Fireweed (Chamerion angustifolium) blooming in the open Alaskan landscape.
Fireweed (Chamerion Angustifolia) blooming in the open Alaskan landscape.

It’s hard to fathom just how much you take in on only a week-long experience like this. The knowledge I gained was tremendous. From the technical tips of now being comfortable to crank my ISO up to values, I would never consider before, to the artistic techniques of embracing negative space that I might previously have cropped out. Unquestionably, however, the most important experience gained from this trip, more important than any new technical knowledge, was sharing these once in a lifetime experience with great friends.  It is one thing to go to this foreign landscape and experience new wildlife alone or with a guide, but to be able to share the same memories – watching the same hunts, the tender moments of a mother with her cubs, accidentally laying in bear poop while trying to get THE shot, followed by wonderful meals together around the table and laughs on the couch.

Mother Bear With Cubs
Mother Bear With Cubs

To me, the shared experiences are far more valuable to me than if I had done a trip like this by myself. Going into it, I knew that the main focus during the trip was going to be capturing images of bears, however, I wanted to make sure to capitalize on the opportunity to come home with other images as well, especially the great salmon spawn. While I wasn’t necessarily story-centric, I wanted to try to capture as complete a picture as possible of what was taking place surrounding the bears and their interaction with their ecosystem.  For instance, at one of the locations where we were shooting, both bears and salmon were incredibly abundant.
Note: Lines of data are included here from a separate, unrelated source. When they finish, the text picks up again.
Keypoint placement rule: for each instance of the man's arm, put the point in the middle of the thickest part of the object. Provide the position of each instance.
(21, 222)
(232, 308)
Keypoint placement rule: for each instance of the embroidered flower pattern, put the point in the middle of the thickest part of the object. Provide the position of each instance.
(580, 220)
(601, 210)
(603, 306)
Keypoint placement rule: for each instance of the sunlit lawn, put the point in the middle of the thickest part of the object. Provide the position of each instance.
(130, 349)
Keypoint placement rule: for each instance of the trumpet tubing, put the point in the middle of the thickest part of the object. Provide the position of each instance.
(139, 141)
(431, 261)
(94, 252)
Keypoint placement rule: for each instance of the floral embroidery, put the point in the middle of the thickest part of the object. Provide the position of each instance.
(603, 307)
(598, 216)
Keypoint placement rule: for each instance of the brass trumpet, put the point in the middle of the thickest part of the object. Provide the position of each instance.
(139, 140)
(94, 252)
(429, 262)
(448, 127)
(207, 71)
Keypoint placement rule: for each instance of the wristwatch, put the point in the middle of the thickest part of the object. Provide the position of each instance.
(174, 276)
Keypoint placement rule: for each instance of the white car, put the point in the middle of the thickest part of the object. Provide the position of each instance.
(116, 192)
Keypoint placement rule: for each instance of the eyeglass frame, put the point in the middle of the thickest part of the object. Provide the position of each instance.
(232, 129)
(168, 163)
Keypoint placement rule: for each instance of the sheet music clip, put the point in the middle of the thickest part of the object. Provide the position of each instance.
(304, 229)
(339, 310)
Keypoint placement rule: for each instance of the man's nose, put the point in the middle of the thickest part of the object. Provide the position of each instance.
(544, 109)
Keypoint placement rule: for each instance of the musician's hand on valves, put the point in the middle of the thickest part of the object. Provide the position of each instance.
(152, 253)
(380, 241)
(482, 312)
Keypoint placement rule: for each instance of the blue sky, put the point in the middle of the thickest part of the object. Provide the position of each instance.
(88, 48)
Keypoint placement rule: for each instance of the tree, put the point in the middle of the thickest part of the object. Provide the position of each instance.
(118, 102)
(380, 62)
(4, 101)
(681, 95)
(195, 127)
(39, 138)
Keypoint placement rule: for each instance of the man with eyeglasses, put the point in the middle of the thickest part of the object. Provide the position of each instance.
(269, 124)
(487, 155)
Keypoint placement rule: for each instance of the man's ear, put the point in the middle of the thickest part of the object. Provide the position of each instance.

There was a small waterfall that the salmon occasionally were jumping up, so I wanted to try to integrate the salmon component into image series as much as possible. After getting a series of bear hunting images that I was pleased with, I then set my attention to the salmon. At one point, I waded out into the waterfall and laid on a large boulder easily for an hour. With a wide-angle lens affixed to the camera, I wanted to try to capture the salmon jumping while also capturing the expansive landscape. After much time, and many failed attempts, I was able to finally capture the scene that I had been picturing.

A male sockeye salmon (Oncorhynchus nerka) jumps up a small set of falls.
A male sockeye salmon (Oncorhynchus nerka) jumps up a small set of falls.

After months of painstaking anticipation, the trip seemed to start and finish in an instant. While departing from Iliamna was bittersweet, taking a moment’s reflection about all that took place during the action packed week was enough to make any gloomy thoughts completely dissipate.

Wildlife In The Landscape
Wildlife In The Landscape

The trip was life-changing in so many ways, and for this, I am forever grateful to the Luminous Endowment, our private donor, Art Wolfe, Gavriel Jecan, and staff, and Jerry Jacques and the amazing team operating Bristol Bay Sportfishing and Adventure Lodge.


Andrew Snyder
August 2017

Andrew Snyder

Andrew is a Ph.D. candidate at the University of Mississippi where he uses reptiles and amphibians to examine phylogeographic patterns across the Guiana Shield. As a result, he has traveled extensively throughout Guyana for his research. Andrew leads the reptile and amphibian surveys for the joint Global Wildlife Conservation and World Wildlife Fund-Guianas Biodiversity Assessment Team.